# where can I find a colnago head tube decal??



## ctam (Apr 21, 2003)

I recently purchased a used colnago in great shape except for the head tube decal. Looks like the clear coat got chipped off in a couple of places taking parts of the decal with it.

Funny thing is the original owner put a second headtube decal over the first to cover the chips. I thought this was odd so I peeled off the second decal only to discover the damage. And I pretty much destroyed the second decal when I peeled it off. I'm getting the frame re-clear coated so I want to get a real decal to be put under the clear coat. I asked the original owner if he had more decals....no response so far.

Does anyone know where to get replacement decals? I'm talking about the real thing here, not a vinyl reproduction you see on ebay. Can anyone help me out???


----------



## Dave Hickey (Jan 27, 2002)

This guy isn't cheap but his decals are top notch...He has more than this version of Colnago...These aren't vinyl..

http://cgi.ebay.com/Colnago-Super-m...e-choices_W0QQitemZ300212723668QQcmdZViewItem


----------



## ctam (Apr 21, 2003)

Wow, those look pretty good. I wonder if he makes them himself??? The head tube decal is missing the words "made in italy" and I wonder if he could add that in?


----------



## Dave Hickey (Jan 27, 2002)

ctam said:


> Wow, those look pretty good. I wonder if he makes them himself??? The head tube decal is missing the words "made in italy" and I wonder if he could add that in?

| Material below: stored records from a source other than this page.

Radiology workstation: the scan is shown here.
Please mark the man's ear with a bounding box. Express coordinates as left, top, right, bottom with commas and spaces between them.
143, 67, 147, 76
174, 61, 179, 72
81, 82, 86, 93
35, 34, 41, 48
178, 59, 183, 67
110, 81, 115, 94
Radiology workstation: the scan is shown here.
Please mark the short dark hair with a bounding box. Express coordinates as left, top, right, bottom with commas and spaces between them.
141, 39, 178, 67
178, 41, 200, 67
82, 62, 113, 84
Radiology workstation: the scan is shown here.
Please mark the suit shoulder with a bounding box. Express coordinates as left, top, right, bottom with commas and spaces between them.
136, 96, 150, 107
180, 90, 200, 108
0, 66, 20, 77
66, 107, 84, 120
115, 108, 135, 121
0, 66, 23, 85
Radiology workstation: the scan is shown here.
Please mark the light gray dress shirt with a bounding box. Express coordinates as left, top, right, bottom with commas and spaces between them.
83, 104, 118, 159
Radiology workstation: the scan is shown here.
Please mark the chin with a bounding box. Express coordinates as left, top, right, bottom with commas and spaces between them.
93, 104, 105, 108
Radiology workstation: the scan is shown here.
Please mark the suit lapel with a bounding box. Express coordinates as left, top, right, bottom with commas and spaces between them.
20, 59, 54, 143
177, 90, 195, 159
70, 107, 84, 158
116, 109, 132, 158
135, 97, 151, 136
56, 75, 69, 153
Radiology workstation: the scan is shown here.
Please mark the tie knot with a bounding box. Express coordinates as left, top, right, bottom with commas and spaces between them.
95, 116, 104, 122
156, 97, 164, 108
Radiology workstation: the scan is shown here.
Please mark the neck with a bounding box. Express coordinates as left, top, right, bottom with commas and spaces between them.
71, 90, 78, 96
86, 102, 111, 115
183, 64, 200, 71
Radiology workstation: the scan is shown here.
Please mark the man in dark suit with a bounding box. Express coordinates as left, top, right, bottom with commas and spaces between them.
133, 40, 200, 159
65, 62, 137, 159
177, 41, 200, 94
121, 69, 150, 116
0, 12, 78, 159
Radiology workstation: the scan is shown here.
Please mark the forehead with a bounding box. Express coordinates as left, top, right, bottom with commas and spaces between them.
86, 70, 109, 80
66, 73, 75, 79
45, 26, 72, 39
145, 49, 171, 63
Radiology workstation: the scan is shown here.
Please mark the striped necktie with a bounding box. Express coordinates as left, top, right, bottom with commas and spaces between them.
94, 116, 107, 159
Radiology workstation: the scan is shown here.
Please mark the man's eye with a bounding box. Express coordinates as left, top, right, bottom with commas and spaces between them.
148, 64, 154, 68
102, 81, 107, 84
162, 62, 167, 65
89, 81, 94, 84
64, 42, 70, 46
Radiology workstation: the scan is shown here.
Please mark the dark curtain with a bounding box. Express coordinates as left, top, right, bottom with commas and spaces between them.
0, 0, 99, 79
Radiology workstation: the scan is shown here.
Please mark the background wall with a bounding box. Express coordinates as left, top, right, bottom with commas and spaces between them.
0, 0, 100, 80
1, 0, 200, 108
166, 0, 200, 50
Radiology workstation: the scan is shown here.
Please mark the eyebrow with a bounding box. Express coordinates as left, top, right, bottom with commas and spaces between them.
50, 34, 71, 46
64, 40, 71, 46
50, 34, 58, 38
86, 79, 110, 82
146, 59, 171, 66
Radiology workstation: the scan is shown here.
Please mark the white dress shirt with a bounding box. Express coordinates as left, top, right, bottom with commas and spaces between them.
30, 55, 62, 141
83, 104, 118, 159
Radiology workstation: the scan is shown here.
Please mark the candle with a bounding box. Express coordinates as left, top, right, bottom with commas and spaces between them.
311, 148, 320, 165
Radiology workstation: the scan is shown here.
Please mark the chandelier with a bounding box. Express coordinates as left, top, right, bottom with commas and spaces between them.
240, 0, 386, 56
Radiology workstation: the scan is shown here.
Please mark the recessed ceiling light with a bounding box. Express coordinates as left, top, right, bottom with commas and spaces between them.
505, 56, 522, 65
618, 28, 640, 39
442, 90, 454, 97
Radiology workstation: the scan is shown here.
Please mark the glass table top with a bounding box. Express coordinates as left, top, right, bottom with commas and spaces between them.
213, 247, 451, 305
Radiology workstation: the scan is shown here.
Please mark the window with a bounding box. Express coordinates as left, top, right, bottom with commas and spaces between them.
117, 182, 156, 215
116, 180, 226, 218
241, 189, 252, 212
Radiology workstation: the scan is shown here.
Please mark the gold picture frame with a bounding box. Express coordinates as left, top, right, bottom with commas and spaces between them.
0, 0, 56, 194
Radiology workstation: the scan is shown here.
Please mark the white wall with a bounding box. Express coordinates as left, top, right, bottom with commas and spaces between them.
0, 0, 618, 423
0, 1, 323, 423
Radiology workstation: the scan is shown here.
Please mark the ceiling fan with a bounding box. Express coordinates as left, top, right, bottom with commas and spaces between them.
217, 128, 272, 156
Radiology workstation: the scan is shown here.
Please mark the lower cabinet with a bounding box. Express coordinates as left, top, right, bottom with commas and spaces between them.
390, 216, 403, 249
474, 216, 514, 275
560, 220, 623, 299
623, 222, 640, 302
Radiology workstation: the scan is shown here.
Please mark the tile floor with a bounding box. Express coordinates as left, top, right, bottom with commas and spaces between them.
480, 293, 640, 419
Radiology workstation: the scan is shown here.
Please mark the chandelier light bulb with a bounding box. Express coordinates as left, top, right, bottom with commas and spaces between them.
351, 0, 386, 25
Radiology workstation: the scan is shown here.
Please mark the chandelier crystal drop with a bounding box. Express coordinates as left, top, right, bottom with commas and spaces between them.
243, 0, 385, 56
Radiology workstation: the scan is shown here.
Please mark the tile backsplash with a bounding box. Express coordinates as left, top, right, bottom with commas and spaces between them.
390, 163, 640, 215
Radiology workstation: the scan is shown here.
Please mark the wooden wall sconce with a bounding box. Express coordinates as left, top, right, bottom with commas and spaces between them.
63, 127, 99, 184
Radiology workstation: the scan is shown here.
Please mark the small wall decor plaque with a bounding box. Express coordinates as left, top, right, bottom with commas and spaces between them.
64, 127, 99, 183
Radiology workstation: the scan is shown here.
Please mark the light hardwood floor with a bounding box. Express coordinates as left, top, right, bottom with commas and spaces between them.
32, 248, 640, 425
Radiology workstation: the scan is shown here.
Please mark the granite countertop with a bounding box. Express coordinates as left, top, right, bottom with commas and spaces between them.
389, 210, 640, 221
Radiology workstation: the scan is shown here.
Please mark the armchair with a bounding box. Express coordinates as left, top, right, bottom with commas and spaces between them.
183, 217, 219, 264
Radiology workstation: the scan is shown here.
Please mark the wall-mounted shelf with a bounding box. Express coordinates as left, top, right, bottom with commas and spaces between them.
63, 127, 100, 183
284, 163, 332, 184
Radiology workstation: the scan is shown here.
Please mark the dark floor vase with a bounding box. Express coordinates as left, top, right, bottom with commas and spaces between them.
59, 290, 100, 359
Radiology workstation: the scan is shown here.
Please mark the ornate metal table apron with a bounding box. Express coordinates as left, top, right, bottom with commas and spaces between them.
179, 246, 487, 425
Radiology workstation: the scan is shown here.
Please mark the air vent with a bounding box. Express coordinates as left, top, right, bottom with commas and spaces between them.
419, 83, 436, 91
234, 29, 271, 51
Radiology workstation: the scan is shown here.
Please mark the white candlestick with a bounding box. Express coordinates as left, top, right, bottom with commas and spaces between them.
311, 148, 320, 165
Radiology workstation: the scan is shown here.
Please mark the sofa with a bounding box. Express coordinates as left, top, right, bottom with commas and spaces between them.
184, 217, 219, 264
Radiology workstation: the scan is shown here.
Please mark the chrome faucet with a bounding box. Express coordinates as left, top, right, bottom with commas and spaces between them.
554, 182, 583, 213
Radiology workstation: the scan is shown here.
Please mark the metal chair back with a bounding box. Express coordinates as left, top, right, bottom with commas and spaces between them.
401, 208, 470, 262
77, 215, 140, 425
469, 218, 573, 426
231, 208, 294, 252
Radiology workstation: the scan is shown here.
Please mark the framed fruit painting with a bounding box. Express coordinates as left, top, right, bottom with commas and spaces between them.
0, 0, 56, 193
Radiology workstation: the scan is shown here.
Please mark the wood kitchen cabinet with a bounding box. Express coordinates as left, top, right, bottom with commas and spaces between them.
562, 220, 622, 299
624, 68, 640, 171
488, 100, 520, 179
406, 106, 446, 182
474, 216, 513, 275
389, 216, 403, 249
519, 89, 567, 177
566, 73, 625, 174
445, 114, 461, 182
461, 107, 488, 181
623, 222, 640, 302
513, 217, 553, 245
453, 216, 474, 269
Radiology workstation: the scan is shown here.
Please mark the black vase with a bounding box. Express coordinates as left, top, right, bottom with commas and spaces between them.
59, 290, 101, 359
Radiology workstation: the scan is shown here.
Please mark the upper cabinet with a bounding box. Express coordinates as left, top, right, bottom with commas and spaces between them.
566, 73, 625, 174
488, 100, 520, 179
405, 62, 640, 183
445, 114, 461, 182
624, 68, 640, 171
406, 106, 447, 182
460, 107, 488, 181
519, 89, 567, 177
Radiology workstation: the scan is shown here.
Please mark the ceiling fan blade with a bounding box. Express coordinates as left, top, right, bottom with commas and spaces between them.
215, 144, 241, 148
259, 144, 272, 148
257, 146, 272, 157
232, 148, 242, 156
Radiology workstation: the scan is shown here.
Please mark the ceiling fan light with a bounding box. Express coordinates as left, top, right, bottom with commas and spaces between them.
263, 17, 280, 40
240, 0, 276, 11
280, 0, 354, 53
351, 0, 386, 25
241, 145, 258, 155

He does make them himself...Check out the rest of his Colnago line below. Maybe he has what you are looking for

http://search.stores.ebay.com/Cyclo...ondoQQfsooZ1QQfsopZ1QQsaselZ125718029QQsofpZ0


----------



## ctam (Apr 21, 2003)

*Thanks!*

Hey, the set for the Master Olympic looks like what I'm looking for. I've sent him an email asking if he'll sell just the head tube decals. Thanks!!

http://cgi.ebay.com/Colnago-Master-...56197QQcmdZViewItemQQ_trksidZp1713.m153.l1262


----------